A typical workflow starts with a baseline prompt for a support agent, a held-out eval dataset, and target metrics such as PromptAdherence, TaskCompletion, and cost per trace. The engineer runs MetaPromptOptimizer over failed rows where the agent missed policy constraints or chose an incomplete response. FutureAGI records candidate prompts as prompt assets through fi.prompt.Prompt, then compares each candidate against the baseline on the same eval split. The exact signals are the evaluator scores, prompt version, model route, and llm.token_count.prompt for token-cost regression.

FutureAGI’s approach is to treat the meta-prompt as auditable optimization code. If a candidate raises TaskCompletion from 0.74 to 0.82 but increases prompt tokens by 45%, the engineer can reject it, add a cost objective, or pass the candidate into GEPAOptimizer for multi-objective search. If the candidate passes, it is committed as a prompt version and watched in production traces before broad rollout.

How to measure or detect meta-prompts

Measure a meta-prompt by the quality of the prompts it produces, not by how polished its wording sounds:

  • PromptAdherence: returns whether the output followed the candidate prompt’s instructions; compare mean score and fail rate against the baseline prompt.
  • TaskCompletion: scores whether the agent completed the user goal; require improvement on a held-out cohort, not only the optimizer’s training rows.
  • Score delta by cohort: split by customer tier, task type, locale, and tool path so one cohort does not hide another.
  • Prompt-token regression: track llm.token_count.prompt for each candidate; better quality with a much larger prompt may still lose at scale.
  • Live proxy metrics: monitor thumbs-down rate, escalation rate, fallback-response rate, and eval-fail-rate-by-cohort after rollout.
from fi.evals import PromptAdherence

evaluator = PromptAdherence()
result = evaluator.evaluate(
    input=task_input,
    output=model_output,
    prompt=candidate_prompt,
)
assert result.score >= 0.90

Common mistakes with meta-prompts

Most meta-prompt mistakes come from treating the teacher rewrite as authority instead of a hypothesis that needs measurement.

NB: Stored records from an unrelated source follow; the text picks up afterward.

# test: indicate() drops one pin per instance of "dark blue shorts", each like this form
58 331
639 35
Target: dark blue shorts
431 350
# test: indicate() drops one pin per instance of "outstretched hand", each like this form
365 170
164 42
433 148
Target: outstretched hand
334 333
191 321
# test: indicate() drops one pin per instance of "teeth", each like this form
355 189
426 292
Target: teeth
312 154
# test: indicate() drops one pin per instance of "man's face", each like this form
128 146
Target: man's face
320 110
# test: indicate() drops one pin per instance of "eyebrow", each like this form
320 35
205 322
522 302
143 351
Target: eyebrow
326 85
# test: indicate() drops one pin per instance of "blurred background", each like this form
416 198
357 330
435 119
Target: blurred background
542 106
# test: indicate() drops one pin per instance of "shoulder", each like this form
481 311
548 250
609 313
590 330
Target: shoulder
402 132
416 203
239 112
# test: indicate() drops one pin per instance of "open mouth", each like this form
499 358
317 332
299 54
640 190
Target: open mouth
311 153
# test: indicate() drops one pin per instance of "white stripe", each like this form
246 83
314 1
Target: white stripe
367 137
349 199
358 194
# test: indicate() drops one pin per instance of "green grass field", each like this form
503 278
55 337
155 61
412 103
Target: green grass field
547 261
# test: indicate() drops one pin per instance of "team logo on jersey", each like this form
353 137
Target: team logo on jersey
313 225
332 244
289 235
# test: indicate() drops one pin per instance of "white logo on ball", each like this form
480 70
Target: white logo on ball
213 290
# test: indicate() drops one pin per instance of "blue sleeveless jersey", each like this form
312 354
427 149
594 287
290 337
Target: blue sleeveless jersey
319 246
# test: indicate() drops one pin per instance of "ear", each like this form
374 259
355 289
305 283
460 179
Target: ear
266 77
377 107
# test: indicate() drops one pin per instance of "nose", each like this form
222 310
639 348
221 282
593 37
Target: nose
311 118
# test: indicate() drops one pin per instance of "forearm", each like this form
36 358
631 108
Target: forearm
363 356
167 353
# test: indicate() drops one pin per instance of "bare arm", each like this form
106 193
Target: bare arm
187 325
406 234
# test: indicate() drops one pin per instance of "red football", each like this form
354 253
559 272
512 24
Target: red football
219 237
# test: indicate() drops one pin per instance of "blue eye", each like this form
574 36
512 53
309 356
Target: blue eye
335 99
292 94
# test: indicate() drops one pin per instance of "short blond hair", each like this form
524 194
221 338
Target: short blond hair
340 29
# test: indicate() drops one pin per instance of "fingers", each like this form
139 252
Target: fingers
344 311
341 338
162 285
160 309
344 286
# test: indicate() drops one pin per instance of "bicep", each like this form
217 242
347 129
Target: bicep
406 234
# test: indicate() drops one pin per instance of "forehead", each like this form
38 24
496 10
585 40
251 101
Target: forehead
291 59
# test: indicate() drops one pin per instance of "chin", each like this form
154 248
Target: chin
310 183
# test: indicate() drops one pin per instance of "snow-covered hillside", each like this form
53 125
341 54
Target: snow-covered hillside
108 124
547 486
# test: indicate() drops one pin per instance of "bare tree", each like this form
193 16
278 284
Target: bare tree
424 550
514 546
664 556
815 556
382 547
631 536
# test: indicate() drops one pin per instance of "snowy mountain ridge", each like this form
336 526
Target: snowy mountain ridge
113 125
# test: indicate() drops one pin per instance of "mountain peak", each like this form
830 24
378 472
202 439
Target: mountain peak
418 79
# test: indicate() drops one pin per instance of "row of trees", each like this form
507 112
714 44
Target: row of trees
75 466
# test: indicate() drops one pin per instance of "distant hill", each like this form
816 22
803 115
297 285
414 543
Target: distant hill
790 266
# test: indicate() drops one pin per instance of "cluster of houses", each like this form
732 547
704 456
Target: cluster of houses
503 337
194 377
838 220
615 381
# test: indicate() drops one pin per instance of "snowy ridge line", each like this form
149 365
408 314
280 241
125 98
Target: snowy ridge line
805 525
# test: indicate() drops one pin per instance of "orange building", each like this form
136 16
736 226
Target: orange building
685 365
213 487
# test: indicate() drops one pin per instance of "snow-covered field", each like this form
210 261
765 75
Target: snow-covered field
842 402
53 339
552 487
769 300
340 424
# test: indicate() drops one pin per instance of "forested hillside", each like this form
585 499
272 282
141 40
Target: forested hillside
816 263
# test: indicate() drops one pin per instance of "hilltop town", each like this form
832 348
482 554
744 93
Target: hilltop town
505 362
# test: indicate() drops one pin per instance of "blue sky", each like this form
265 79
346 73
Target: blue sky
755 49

  • Optimizing against the same failed rows that generated the rewrite; the next prompt memorizes the eval set instead of improving general behavior.
  • Asking the teacher to rewrite the whole system prompt at once; smaller edits are easier to attribute, score, and roll back.
  • Scoring only PromptAdherence; a prompt can follow instructions while reducing TaskCompletion, grounding, safety, or latency.
  • Letting the meta-prompt remove policy text because it looks redundant; those clauses often exist for audit, refusal, or routing reasons.
  • Shipping the winning candidate without prompt versioning; incident review then cannot tie live regressions to a specific rewrite.

Frequently Asked Questions

What is a meta-prompt?

A meta-prompt is a prompt that tells another model, evaluator, or optimizer how to create, critique, or rewrite prompts for a target task.

How is a meta-prompt different from prompt optimization?

Prompt optimization is the broader search process for better prompts. A meta-prompt is one instruction pattern inside that process, often used by a teacher model to propose candidate rewrites.

How do you measure a meta-prompt?

Use `optimizer:MetaPromptOptimizer` runs with PromptAdherence and TaskCompletion on a held-out eval cohort, then compare score deltas and `llm.token_count.prompt` across candidate prompts.